Re: [Xenomai-core] co-kernel benchmarking on arm926 (was: Fwd: problem in pthread_mutex_lock/unlock)

From: Philippe Gerum <rpm@xenomai.org>
To: Nero Fernandez <grimlynch@domain.hid>
Cc: xenomai@xenomai.org
Subject: Re: [Xenomai-core] co-kernel benchmarking on arm926 (was: Fwd: problem in pthread_mutex_lock/unlock)
Date: Mon, 28 Jun 2010 23:31:43 +0200	[thread overview]
Message-ID: <1277760703.2305.35.camel@domain.hid> (raw)
In-Reply-To: <AANLkTilOt6PsWdCc7faKOBDy1MdCZp8Lgib1d5Dzy3cz@domain.hid>

On Mon, 2010-06-28 at 23:20 +0530, Nero Fernandez wrote:
> 
> 
> On Fri, Jun 25, 2010 at 8:30 PM, Philippe Gerum <rpm@xenomai.org>
> wrote:
>         On Thu, 2010-06-24 at 17:05 +0530, Nero Fernandez wrote:
>         > Thanks for your response, Philippe.
>         >
>         > The concerns while the carrying out my experiments were to:
>         >
>         >  - compare xenomai co-kernel overheads (timer and context
>         switch
>         > latencies)
>         >    in xenomai-space vs similar native-linux overheads.

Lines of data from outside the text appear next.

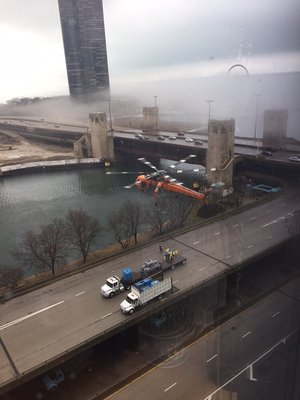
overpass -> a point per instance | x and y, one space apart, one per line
126 142
43 328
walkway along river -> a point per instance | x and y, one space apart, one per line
29 201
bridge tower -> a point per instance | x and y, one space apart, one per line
150 118
275 128
220 152
101 141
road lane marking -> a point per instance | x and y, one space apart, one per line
246 334
79 294
282 218
216 355
8 324
105 316
283 341
170 387
274 315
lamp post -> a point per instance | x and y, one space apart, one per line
209 103
155 105
256 108
110 120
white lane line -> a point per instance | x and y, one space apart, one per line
216 355
246 334
170 387
79 294
274 315
282 341
105 316
29 316
282 218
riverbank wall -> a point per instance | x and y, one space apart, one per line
17 169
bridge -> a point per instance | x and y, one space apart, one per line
43 328
128 141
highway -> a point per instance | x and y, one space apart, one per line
243 146
43 325
252 356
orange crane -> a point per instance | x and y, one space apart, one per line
161 180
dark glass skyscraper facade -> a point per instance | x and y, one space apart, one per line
83 33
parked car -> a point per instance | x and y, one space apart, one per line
53 379
294 158
267 153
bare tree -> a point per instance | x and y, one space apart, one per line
183 206
10 276
45 249
130 217
82 231
120 231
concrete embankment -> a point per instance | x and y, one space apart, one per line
44 165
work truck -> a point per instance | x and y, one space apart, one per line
144 291
151 268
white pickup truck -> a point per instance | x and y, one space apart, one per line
144 291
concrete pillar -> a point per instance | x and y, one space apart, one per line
220 152
150 118
101 142
275 128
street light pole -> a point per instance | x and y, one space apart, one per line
110 120
155 105
209 103
256 108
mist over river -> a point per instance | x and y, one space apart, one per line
29 201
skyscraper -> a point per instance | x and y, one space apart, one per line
83 33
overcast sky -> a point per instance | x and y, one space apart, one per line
150 40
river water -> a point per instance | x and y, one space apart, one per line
29 201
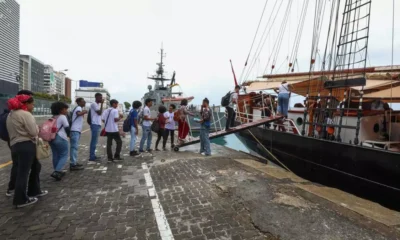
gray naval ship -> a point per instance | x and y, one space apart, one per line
163 94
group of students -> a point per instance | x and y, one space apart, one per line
166 126
24 184
23 133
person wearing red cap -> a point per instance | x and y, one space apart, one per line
23 132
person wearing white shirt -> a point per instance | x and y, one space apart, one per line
76 129
146 126
169 126
96 110
59 145
111 117
230 121
283 98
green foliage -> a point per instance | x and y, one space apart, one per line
127 105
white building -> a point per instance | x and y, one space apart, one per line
49 85
31 71
88 95
60 82
9 47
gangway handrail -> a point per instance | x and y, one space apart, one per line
236 129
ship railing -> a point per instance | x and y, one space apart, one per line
197 108
287 125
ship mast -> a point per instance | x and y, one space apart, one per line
159 76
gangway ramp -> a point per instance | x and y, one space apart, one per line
236 129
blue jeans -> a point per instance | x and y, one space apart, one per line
93 142
74 144
283 103
133 139
59 149
205 140
146 134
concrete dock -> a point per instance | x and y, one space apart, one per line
184 195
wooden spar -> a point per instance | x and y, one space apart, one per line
234 75
236 129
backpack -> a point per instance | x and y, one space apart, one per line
177 115
69 117
141 116
226 99
89 119
48 130
126 127
3 126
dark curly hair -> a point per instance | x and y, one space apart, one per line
56 107
162 109
184 102
136 104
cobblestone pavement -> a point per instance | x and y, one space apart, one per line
184 193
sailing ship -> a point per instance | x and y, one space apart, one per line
344 134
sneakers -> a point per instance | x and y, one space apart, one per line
10 193
96 159
76 167
57 175
28 202
41 194
134 153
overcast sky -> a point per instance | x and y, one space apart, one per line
117 42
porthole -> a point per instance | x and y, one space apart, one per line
299 121
376 127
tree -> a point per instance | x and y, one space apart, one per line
127 105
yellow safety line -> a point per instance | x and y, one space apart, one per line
5 164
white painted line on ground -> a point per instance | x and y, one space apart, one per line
161 219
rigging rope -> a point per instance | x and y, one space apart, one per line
254 39
296 44
263 40
391 83
281 34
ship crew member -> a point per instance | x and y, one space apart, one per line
284 91
183 126
377 105
230 121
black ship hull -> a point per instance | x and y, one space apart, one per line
369 173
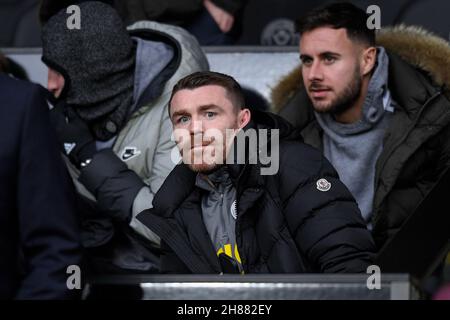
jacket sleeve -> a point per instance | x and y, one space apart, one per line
119 191
231 6
326 223
49 227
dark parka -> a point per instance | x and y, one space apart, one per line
285 224
416 145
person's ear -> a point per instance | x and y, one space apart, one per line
369 58
244 117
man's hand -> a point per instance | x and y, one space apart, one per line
223 19
73 134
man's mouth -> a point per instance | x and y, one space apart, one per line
319 92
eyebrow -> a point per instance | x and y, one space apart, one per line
322 54
205 107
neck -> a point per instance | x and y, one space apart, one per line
354 113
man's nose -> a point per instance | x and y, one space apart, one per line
315 71
196 126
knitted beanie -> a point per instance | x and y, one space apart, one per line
97 62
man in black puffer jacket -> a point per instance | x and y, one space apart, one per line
244 216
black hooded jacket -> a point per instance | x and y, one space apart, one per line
286 222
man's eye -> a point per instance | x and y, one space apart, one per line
183 119
210 114
330 59
306 61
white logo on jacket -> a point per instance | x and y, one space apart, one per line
129 153
323 185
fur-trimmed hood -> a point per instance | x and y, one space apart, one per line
415 45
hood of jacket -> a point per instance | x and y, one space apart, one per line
416 46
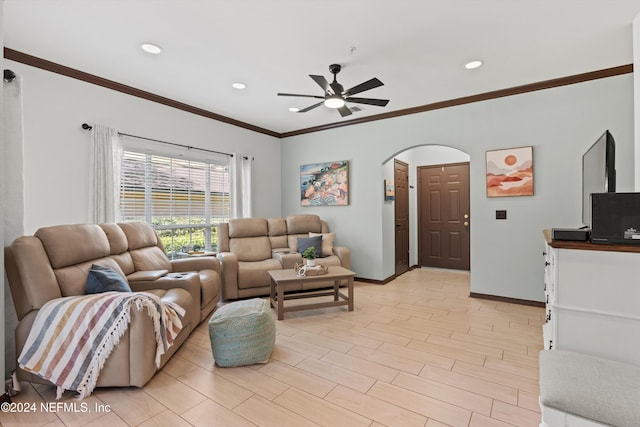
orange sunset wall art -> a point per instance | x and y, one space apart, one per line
510 172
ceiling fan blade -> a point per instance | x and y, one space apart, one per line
344 111
369 84
303 96
322 82
311 107
369 101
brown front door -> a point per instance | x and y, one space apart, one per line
401 182
443 216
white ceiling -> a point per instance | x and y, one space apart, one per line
418 48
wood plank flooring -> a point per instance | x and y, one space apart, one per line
415 352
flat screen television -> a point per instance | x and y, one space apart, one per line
598 172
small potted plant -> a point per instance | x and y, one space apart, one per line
310 255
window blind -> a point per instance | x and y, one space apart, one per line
182 199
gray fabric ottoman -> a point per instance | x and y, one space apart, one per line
598 389
242 333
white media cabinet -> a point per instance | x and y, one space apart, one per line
593 299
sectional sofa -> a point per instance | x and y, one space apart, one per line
55 263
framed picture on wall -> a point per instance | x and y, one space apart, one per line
510 172
325 184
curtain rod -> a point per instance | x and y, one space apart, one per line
188 147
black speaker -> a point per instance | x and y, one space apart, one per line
615 218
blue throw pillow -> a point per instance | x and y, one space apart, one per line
305 242
103 279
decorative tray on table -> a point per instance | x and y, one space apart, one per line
306 270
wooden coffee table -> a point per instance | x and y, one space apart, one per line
280 279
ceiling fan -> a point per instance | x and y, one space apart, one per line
335 96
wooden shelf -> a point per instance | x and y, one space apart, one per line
587 246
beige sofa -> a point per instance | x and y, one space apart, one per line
55 263
250 247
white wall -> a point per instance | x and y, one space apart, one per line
4 286
560 124
57 149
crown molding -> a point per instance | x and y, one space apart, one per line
43 64
53 67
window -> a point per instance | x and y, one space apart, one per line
182 199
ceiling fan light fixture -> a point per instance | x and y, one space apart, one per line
334 102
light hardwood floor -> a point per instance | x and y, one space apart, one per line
415 352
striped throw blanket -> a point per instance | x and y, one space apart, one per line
72 337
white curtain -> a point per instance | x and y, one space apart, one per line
106 156
13 155
11 204
241 173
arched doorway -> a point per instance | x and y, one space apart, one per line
414 157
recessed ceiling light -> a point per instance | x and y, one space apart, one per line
473 64
151 48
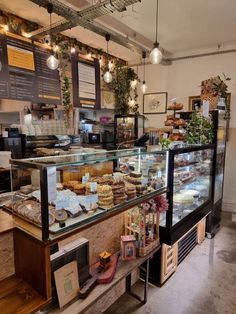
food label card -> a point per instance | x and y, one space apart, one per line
52 183
67 283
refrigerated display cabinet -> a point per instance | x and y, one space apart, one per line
190 178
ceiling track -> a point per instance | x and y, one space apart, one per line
200 55
85 18
168 61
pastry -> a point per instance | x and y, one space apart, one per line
183 198
70 184
105 196
135 174
61 215
120 199
103 189
79 188
132 180
91 188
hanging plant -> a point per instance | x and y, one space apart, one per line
200 130
217 88
66 100
121 87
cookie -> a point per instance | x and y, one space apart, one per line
60 215
70 184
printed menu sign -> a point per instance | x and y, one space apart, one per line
86 81
24 74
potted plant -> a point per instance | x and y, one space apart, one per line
200 130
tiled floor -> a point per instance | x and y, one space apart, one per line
205 282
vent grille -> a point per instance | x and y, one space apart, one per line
186 244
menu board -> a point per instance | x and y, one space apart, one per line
24 74
86 74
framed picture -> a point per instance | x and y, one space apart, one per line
194 103
154 103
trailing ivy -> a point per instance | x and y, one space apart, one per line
123 92
66 99
200 130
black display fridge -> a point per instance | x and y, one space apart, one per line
128 128
214 219
220 137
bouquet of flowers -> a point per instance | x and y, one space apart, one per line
156 204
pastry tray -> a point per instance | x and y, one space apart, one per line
71 222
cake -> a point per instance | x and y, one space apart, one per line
70 184
79 188
105 196
183 198
130 190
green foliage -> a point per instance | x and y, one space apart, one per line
121 86
200 130
165 143
66 95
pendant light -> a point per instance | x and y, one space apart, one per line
107 76
52 61
144 85
156 54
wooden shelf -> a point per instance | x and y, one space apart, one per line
124 268
6 223
16 296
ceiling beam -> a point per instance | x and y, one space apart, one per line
85 18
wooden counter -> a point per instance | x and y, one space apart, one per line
6 222
124 268
16 296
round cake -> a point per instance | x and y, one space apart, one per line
183 199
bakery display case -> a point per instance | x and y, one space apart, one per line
55 195
189 190
128 128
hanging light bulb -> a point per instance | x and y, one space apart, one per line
131 102
110 65
52 61
72 49
144 87
6 28
107 76
133 84
100 61
156 54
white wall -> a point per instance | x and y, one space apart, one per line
182 79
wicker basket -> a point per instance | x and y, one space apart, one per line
135 224
213 100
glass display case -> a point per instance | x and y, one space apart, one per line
189 190
54 195
128 128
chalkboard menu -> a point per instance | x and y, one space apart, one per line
86 83
24 74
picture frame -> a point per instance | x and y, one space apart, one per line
194 102
155 103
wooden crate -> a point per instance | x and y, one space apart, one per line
169 259
139 224
201 231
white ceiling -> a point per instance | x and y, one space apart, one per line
184 25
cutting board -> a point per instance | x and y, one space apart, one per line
99 276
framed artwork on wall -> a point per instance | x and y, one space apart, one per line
155 103
194 103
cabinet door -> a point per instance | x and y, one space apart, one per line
168 260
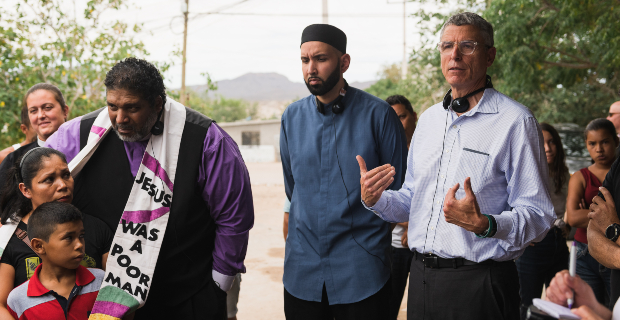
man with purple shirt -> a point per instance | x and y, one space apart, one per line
211 213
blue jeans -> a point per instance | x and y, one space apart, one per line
539 264
594 273
401 264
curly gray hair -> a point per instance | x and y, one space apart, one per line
471 19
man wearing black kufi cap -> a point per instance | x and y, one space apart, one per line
337 252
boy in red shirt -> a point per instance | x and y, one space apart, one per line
60 287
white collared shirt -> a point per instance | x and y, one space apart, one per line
499 144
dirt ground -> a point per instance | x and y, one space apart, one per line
262 291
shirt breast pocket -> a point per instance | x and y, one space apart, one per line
472 164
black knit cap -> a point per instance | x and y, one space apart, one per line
325 33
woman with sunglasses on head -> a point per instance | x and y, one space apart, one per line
601 141
47 111
542 260
41 176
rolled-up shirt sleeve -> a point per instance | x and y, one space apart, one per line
225 184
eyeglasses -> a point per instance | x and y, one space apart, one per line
465 47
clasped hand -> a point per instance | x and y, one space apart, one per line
603 211
375 181
465 212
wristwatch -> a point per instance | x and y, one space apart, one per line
613 232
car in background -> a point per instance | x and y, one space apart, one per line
577 156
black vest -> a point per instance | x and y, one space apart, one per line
102 189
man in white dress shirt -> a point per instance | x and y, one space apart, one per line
475 191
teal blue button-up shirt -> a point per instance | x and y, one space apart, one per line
333 240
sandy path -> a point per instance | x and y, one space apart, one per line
262 291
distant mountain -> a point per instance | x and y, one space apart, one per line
264 87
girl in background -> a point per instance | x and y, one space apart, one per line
541 261
601 141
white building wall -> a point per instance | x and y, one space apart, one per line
269 149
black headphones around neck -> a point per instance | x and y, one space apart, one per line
338 106
158 127
461 104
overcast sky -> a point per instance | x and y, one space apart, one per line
262 35
227 46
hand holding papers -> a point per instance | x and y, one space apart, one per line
555 310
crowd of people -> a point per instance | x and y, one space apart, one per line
470 205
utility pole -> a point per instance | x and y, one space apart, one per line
184 9
405 65
325 11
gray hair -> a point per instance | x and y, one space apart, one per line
471 19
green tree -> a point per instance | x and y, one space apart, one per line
557 57
40 42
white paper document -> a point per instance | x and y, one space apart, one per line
555 310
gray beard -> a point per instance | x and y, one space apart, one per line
140 133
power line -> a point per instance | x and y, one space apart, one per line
363 15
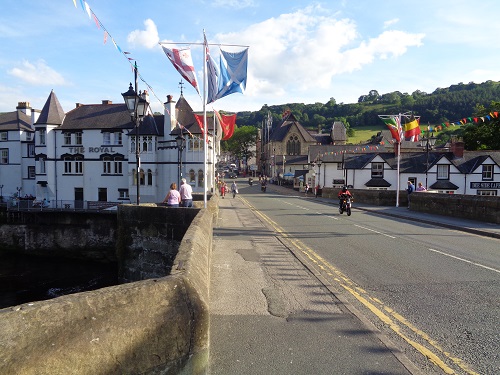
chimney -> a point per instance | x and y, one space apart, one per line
457 147
170 122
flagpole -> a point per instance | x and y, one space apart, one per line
398 158
205 124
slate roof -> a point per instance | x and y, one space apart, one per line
16 120
279 134
52 112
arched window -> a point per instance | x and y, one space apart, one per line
293 145
200 178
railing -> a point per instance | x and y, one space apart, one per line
60 205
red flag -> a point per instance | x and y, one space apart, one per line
228 124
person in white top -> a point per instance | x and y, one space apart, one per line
186 194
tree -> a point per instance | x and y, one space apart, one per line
242 143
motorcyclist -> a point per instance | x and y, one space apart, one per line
344 193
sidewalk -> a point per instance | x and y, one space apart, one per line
270 315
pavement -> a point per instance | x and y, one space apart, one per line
270 315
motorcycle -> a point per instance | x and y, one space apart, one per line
346 205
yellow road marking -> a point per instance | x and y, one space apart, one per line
390 317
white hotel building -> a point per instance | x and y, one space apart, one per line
87 156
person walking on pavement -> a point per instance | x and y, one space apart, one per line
173 198
410 189
234 189
186 192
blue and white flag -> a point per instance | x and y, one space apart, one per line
232 75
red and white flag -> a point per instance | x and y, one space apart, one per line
183 62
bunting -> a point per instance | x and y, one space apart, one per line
182 61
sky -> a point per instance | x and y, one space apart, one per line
299 51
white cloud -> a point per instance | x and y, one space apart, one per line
306 49
147 38
389 23
38 73
238 4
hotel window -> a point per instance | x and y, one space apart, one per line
41 136
67 165
123 194
488 172
106 138
78 138
67 138
118 165
31 172
118 138
78 165
31 150
41 165
4 156
443 172
106 166
150 177
377 170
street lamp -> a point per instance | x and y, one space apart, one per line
137 107
181 145
428 142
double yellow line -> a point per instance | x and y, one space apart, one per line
388 316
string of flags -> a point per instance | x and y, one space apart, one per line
107 35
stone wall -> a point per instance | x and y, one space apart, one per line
471 207
155 326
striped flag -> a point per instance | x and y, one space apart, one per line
182 61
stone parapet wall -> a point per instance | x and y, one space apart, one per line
155 326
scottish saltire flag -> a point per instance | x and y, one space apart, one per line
183 62
394 126
232 76
212 75
412 130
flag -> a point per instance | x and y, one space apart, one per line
394 126
199 120
412 130
212 75
228 124
232 73
183 62
218 124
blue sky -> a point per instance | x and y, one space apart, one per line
300 51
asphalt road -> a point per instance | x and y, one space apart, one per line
434 291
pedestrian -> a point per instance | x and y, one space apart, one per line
186 192
234 189
173 198
410 189
420 187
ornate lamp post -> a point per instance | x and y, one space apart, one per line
137 107
181 145
428 142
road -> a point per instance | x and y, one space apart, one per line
433 291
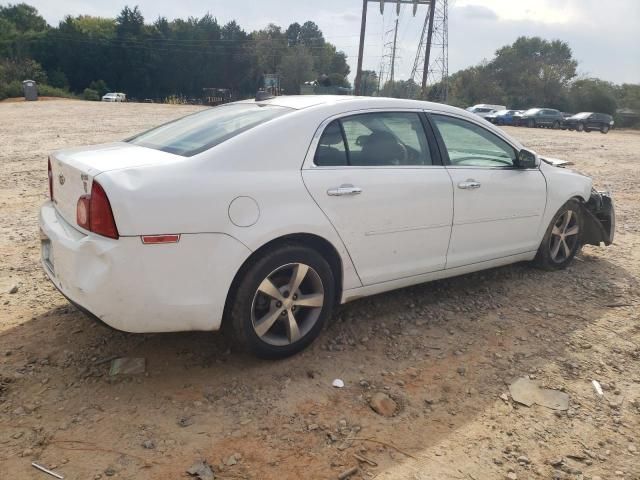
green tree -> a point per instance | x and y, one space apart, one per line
592 95
23 17
296 68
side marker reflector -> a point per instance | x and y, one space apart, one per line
156 239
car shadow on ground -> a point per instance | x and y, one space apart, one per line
443 351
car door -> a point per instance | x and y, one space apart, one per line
378 178
497 206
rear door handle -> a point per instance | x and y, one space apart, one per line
346 189
469 185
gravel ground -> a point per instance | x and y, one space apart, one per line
444 353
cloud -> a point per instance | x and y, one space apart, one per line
605 38
477 12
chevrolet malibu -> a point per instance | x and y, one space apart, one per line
262 216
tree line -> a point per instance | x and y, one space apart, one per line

These
>         are
>         > presented in
>         >    the first two sheets.
>         >
>         >  - find out, how addition of xenomai, xenomai+adeos effects
>         the native
>         > kernel's
>         >    performance. Here, lmbench was used on the native linux
>         side to
>         > estimate
>         >    the changes to standard linux services.
>         
>         How can your reasonably estimate the overhead of co-kernel
>         services
>         without running any co-kernel services? Interrupt pipelining
>         is not a
>         co-kernel service. You do nothing with interrupt pipelining
>         except
>         enabling co-kernel services to be implemented with real-time
>         response
>         guarantee.
>  
> Repeating myself, sheet 1 and 2 contain the results of running 
> co-kernel services(real-time pthread, message-queues, semaphores 
> and clock-nansleep) and making measurment regarding scheduling 
> and timer-base functionality provided by co-kernel via posix skin.
> 

Ok, thanks for rehashing. But since you sent a series of latency
benchmarks on worst-case latencies done with no load on a sub-optimal
FCSE-less kernel, I just wanted to be sure that we were now 100% on the
same page regarding the protocol for testing those picky things. But
this rehashing still does not answer my concerns, actually:

> Same code was then built native posix, instead of  xenomai-posix skin
> and similar measurements were taken for linux-scheduler and timerbase.
> This is something that i cant do with xenomai's native test (use it
> for
> native linux benchmarking). 
> The point here is to demostrate what kind of benefits may be drawn
> using
>  xenomai-space without any code change.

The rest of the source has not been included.